2014 is going to be the year of anniversaries.

It is the 50th anniversary of the Wilderness Act and Civil Rights Act. These two national laws greatly influenced Montana--and Montana senators Lee Metcalf and Mike Mansfield played important roles in their passage. Wilderness50th.org is the national clearinghouse for events and projects relating to the Wilderness Act's anniversary. Many organizations are creating projects around the Civil Rights Act--so many that it is hard to choose just one to feature. It never hurts, though, to go the source--in this case the National Archives, which created a Teaching with Documents Lesson Plan, "The Civil Rights Act of 1964 and the Equal Employment Opportunity Commission." 

2014 is the centennial of women's suffrage in Montana. The constitutional amendment giving Montana women the vote passed six years before women received the right to vote nationally. You'll be hearing a lot more about this over the course of the next year, but for now, I encourage you to visit the website we've created in the anniversary's honor, Women's History Matters (http://MontanaWomensHistory.org/) and to like the Montana Women's History Matters Facebook page.
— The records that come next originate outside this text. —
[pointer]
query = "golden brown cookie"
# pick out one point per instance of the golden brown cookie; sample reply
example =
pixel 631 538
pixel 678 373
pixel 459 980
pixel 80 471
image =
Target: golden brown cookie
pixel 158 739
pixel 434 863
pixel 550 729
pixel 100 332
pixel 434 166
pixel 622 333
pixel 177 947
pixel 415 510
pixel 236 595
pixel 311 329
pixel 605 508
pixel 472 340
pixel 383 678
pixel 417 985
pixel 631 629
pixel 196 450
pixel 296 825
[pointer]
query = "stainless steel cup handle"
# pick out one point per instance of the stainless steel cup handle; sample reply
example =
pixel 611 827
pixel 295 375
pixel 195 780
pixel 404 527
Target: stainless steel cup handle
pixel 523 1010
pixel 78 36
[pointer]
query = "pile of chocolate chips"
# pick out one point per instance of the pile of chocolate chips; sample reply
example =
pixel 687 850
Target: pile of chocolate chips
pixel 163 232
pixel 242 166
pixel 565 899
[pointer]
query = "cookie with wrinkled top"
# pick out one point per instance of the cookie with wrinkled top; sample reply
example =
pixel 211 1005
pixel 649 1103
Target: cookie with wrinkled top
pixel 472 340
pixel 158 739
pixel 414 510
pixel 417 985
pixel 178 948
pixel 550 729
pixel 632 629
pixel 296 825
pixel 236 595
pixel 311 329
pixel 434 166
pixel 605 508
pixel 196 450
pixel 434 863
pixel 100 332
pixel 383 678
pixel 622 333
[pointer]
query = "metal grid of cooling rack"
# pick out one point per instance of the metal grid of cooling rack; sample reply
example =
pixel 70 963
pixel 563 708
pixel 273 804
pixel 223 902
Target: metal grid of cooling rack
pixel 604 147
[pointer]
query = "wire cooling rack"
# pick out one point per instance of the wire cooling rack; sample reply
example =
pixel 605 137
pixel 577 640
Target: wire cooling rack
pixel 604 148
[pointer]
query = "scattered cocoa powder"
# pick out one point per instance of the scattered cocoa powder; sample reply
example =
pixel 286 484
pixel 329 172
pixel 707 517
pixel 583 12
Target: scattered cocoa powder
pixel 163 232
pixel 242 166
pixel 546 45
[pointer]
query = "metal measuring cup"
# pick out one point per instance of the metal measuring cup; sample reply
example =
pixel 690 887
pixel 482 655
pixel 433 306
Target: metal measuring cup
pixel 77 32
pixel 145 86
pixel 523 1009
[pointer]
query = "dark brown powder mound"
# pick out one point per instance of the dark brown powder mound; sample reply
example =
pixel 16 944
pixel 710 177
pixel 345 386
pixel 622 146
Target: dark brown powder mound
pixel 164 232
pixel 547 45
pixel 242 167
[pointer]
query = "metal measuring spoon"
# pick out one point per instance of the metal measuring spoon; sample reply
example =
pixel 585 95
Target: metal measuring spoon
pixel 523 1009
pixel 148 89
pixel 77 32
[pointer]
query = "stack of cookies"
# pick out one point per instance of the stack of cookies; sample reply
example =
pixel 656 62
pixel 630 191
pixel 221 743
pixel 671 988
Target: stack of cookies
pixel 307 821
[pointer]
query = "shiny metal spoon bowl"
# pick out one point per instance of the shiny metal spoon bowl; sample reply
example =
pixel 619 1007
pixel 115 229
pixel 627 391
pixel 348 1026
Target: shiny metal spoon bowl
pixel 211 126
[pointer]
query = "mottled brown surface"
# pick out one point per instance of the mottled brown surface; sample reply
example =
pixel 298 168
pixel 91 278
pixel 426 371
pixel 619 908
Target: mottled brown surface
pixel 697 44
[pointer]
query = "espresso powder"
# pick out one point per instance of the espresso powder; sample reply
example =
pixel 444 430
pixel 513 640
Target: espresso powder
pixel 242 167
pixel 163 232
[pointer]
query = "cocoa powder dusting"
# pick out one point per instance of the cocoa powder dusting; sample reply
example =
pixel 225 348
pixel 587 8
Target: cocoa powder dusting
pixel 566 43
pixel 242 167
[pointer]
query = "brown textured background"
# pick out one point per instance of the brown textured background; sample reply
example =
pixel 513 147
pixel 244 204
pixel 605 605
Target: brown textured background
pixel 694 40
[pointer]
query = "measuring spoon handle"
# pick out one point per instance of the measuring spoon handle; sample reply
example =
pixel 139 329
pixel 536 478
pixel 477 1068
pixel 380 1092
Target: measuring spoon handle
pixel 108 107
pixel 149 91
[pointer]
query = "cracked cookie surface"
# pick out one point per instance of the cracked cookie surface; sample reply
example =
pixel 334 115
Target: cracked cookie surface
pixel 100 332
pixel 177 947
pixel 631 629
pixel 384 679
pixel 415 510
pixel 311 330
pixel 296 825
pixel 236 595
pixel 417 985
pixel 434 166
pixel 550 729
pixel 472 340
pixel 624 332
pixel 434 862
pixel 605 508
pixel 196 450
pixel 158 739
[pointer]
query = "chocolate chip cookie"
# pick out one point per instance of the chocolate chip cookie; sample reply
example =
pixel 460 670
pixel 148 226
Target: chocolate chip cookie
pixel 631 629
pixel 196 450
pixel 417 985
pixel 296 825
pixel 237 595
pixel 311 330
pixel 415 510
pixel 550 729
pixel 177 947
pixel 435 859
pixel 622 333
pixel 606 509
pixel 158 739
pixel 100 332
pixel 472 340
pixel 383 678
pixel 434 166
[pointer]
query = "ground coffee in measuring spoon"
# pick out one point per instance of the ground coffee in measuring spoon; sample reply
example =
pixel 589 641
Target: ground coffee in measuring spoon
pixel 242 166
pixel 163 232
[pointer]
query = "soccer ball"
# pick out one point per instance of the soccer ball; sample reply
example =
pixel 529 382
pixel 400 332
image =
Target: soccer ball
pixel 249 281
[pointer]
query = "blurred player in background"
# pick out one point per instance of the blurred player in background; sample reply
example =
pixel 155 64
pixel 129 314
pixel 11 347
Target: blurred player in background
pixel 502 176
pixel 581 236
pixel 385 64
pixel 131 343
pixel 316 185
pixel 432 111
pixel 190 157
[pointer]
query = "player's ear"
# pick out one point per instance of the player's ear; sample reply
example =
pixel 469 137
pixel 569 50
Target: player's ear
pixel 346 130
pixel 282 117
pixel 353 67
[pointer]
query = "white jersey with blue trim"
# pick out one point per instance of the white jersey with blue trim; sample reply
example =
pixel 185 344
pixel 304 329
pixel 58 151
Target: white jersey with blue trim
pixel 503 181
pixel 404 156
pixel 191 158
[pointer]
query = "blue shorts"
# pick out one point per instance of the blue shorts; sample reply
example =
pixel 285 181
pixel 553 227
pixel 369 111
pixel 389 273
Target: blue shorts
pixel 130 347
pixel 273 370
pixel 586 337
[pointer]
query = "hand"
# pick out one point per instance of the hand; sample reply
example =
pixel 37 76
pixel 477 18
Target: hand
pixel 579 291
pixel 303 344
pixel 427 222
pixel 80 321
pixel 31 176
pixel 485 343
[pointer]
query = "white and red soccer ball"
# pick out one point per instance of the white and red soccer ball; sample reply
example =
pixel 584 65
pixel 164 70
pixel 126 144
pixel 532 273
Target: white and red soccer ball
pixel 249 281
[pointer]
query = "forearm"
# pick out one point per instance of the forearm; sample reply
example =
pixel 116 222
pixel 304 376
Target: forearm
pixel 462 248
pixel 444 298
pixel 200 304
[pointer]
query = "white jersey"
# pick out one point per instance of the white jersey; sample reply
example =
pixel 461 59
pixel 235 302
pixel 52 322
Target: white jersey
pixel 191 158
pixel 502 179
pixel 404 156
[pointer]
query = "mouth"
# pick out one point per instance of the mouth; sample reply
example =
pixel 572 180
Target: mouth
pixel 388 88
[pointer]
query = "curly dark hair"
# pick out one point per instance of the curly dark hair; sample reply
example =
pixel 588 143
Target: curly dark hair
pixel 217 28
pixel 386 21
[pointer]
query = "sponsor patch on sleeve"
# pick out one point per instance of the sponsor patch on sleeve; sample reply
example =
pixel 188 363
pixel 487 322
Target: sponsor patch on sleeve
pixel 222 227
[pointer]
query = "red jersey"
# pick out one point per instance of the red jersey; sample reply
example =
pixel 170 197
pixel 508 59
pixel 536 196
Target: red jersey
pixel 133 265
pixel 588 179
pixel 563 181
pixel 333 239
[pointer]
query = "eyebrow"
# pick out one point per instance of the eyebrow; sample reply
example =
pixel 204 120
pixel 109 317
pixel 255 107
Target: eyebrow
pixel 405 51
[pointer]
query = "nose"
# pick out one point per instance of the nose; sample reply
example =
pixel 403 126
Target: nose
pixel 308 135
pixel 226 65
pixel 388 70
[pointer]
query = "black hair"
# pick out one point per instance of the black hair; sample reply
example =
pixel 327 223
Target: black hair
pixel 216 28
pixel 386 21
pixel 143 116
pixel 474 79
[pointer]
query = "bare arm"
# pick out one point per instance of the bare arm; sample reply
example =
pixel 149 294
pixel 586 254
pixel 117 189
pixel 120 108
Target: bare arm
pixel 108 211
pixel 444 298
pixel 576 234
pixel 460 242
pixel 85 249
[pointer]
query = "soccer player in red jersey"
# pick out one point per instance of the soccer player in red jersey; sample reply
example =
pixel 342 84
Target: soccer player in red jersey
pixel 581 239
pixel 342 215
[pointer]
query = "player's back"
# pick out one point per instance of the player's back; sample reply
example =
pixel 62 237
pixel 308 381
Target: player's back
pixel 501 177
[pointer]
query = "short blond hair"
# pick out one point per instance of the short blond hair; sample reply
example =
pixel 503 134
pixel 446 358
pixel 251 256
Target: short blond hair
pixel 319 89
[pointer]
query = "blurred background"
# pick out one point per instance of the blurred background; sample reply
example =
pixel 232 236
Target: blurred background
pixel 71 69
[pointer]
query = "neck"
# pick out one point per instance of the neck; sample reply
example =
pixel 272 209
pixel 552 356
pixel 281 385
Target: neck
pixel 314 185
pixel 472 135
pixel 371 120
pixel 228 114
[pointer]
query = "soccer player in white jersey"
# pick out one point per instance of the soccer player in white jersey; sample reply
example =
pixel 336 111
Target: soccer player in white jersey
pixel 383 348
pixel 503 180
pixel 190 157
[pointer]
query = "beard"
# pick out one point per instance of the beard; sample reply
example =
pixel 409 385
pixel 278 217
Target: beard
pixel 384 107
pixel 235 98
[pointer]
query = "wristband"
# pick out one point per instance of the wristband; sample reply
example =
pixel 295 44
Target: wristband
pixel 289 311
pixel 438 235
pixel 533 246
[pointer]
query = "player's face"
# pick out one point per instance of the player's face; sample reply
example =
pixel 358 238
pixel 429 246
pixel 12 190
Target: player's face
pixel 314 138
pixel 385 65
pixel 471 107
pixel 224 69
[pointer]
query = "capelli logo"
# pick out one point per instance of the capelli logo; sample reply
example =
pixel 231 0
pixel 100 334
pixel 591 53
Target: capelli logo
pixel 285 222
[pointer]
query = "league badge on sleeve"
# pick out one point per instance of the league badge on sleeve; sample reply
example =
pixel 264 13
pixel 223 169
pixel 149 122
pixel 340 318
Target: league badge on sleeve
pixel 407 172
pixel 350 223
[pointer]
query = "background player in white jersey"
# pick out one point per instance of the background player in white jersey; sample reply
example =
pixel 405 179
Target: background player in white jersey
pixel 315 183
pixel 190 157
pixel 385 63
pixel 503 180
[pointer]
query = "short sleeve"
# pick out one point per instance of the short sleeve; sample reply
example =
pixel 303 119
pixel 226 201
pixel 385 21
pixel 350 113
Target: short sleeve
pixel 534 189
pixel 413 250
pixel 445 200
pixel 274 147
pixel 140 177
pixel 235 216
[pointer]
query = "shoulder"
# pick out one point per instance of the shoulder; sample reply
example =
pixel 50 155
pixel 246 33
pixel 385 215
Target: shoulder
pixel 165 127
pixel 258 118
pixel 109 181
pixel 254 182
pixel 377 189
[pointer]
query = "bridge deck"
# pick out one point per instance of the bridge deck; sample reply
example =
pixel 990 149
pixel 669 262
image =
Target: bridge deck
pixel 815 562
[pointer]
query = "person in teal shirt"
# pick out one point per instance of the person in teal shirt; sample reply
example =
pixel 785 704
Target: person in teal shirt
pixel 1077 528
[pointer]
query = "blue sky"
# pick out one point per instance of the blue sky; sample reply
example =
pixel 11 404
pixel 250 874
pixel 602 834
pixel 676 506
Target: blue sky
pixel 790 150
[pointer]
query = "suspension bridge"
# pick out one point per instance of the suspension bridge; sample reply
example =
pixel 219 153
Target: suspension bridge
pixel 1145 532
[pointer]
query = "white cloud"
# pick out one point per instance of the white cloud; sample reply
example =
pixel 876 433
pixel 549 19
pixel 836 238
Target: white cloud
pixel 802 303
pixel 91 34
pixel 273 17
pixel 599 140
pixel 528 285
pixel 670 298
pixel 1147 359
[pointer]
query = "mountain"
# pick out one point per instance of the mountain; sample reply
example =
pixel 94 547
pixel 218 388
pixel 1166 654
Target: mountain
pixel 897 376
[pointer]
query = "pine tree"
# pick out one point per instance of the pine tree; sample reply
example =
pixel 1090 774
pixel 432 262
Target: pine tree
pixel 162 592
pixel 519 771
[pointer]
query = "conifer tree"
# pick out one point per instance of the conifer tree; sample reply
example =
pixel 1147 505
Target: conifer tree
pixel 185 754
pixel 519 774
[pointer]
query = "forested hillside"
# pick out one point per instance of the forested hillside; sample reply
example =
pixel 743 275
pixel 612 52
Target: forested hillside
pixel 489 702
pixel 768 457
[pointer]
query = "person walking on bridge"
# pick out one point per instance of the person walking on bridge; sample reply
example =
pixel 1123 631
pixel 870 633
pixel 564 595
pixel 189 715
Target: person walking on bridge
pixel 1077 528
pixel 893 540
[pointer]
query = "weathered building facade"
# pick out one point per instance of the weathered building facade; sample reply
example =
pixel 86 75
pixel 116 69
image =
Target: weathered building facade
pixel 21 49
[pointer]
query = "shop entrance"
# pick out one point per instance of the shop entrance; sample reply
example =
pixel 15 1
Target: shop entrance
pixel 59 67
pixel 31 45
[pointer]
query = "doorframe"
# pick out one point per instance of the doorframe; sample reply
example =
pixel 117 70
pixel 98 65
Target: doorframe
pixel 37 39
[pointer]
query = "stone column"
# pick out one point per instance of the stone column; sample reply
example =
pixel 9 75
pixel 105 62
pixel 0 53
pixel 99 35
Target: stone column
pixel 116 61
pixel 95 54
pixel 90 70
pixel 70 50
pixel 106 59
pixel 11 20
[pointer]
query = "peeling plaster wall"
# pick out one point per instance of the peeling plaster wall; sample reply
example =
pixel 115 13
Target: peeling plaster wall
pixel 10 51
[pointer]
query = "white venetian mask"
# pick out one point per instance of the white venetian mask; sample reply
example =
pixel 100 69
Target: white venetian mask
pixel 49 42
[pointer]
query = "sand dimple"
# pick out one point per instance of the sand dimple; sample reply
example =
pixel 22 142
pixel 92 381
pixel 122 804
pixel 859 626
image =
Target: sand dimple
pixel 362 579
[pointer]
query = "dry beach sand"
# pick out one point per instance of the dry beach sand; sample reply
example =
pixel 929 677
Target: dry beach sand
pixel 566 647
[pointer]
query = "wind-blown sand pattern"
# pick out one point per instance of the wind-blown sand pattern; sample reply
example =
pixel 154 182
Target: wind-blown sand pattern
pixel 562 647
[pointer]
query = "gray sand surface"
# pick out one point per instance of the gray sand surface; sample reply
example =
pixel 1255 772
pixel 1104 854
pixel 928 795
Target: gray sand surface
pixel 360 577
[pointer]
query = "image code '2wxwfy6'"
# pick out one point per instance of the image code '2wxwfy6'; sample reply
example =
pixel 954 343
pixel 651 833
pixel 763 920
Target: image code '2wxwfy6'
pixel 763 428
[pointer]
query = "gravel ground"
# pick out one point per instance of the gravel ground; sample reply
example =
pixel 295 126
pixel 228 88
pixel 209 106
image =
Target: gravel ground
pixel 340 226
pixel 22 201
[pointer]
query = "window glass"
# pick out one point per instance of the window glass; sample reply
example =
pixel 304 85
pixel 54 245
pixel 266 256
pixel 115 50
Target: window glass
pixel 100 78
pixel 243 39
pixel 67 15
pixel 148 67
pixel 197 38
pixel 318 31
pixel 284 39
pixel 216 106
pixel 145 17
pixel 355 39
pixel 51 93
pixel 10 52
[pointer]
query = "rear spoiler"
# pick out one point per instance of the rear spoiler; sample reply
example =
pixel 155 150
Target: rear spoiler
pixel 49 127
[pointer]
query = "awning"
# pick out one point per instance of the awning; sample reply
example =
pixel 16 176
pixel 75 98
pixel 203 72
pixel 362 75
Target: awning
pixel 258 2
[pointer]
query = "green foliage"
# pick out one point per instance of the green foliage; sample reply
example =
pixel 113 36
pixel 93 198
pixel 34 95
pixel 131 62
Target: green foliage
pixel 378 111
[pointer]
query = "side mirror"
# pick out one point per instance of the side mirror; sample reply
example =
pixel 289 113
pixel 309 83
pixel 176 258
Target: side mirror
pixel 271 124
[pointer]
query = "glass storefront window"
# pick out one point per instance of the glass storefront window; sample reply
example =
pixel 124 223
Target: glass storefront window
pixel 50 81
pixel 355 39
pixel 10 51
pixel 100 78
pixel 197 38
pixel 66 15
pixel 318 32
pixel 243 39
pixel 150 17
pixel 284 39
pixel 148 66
2014 is also the 150th anniversary of the formation of Montana Territory. Humanities Montana has set up a Facebook page to share information on this sesquicentennial.

Finally, it is cowboy artist Charles M. Russell's 150th birthday. The Montana Historical Society (and no doubt, the C.M. Russell Museum in Great Falls) has big plans to celebrate this in March.

How, if at all, do anniversaries affect what you teach? Do students respond to these milestones?  Are they useful for focusing attention on sometimes overlooked topics? Or do you see them as distractions? Comments welcome as we head into this year of commemoration.